Канал – выход из гавани. С той и этой сторон – каменные стенки молов. Стройные пальмы шевелят зелеными макушками.
Кевин расстегнул второй ремешок, спешился и прислонил машину к бетонной стене. Ноги казались толщиной в три обхвата и еле шли. Грудь еще продолжала хватать воздух; когда Кевин несся на полной скорости, ветер высушивал пот, а теперь щеки и шею будто пожар охватил, и отовсюду – с бровей, кончика носа, с ушей – закапало. Все тело сотрясалось в такт с тяжелыми ударами сердца. Мир перед глазами тоже содрогался, подпрыгивая, и предметы под вечерним солнцем имели какое-то зернистое свечение, будто распираемые изнутри собственными красками. Конец тренировки. Слабая тошнота; Кевин переборол ее, и она прошла, превратившись в ощущение вроде истомы после соития, только более общее, более разлитое по телу и гнездящееся скорее в мышцах, чем в нервах; результат активной выработки эндорфина при мощном возбуждении – таким способом организм сам защищает себя от стресса, вырабатывая подобное опиуму вещество. В самом деле, Кевин чувствовал себя на удивление хорошо для человека, на долю которого впервые выпало сразу столько горя. Единственное, пожалуй, что мешало – это навалившаяся хмельная одурь. Вечерний бриз освежал немного, но этого было явно недостаточно, чтобы отрезветь.
Кевин побрел по песку, увязая с каждым шагом. Сводило икры. Он содрал с себя шорты и вошел в воду, восхитительно прохладную и прозрачную как стекло. Кевин окунулся в чудесную свежесть и поплыл на руках; ноги волочились как чужие, он ощущал яростную пульсацию крови в них. Немного понежился на мелководье, а потом, отталкиваясь от дна, ловил небольшую волну и на животе катился на ней, пока не выбрасывало на берег. Кевину даже попался девятый вал в миниатюре – эффект, когда набегающая волна складывается с обратной и становится заметно выше.
Кевин играл так, когда был ребенком, а Том, уже в то время казавшийся ему стариком, плыл позади. Какой-то пожилой лысый дядька кричал:
– Посторонись! Посторонись!..
Зеленые флажки, трепыхающиеся над спасательной вышкой; огромные камни мола. Что только они не делали, Том с Кевином! Повсюду, от Коронадо до Лассена, от Юмы до Эврики – нигде крабам не было от них спасения.
Замерзший и утомленный, Кевин сидел на сыром песке у самой кромки пены. Соленый ветер обвевал его, холодя кожу и мягко подергивая за спутанные кудри.

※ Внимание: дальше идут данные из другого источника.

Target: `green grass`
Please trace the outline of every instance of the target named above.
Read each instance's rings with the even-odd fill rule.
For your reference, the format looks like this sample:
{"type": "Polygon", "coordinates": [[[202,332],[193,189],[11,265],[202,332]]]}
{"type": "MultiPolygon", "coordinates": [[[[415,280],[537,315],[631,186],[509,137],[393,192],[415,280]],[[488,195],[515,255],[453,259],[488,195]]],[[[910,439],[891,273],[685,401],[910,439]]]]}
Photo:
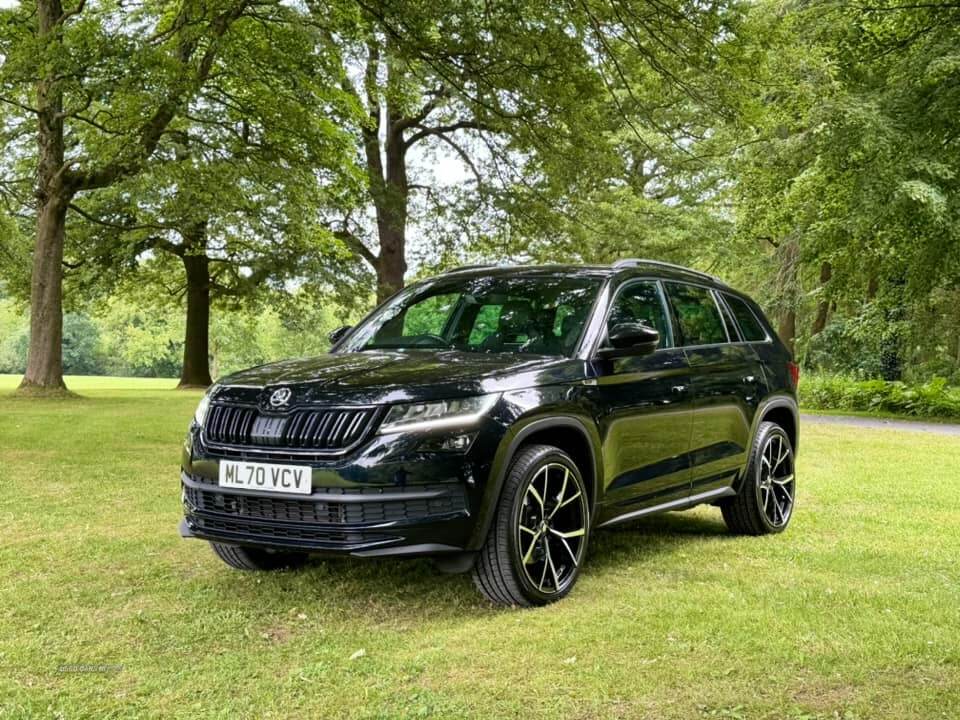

Вода стеклянно блестела в свете вечернего солнца. Кристаллический блеск – соль. Соленый ветер. Песок.
Кевин надел рубашку, оставив ее незастегнутой, бросил обувь поближе к велосипеду и пошел по молу, ощущая подошвами тепло нагретых камней. Они гуляли здесь много раз, и Кевин любил пугать Тома своими скачками с камня на камень. Он решил попробовать, что получится через двадцать лет, прыгнул и чувствительно ушиб пятку. Нет, такое можно делать только в детстве.
Настроение Кевина колебалось то вверх, то вниз; гнетущая подавленность вдруг сменялась приливом беспричинной эйфории.
До чего же Кевин любил деда! Какими они были друзьями! Только чувство любви поможет ему разобраться в том, что произошло. Он должен понять, что хорошо, а что плохо.
Кевин перепрыгнул широкий промежуток меж камнями и на этот раз приземлился удачно. Умение скакать по валунам возвращалось. Надо танцевать на них, заставляя себя делать шаг шире, чем обычно. Слегка напрягаться – так же, как и во всей жизни; вот так, и так, и так!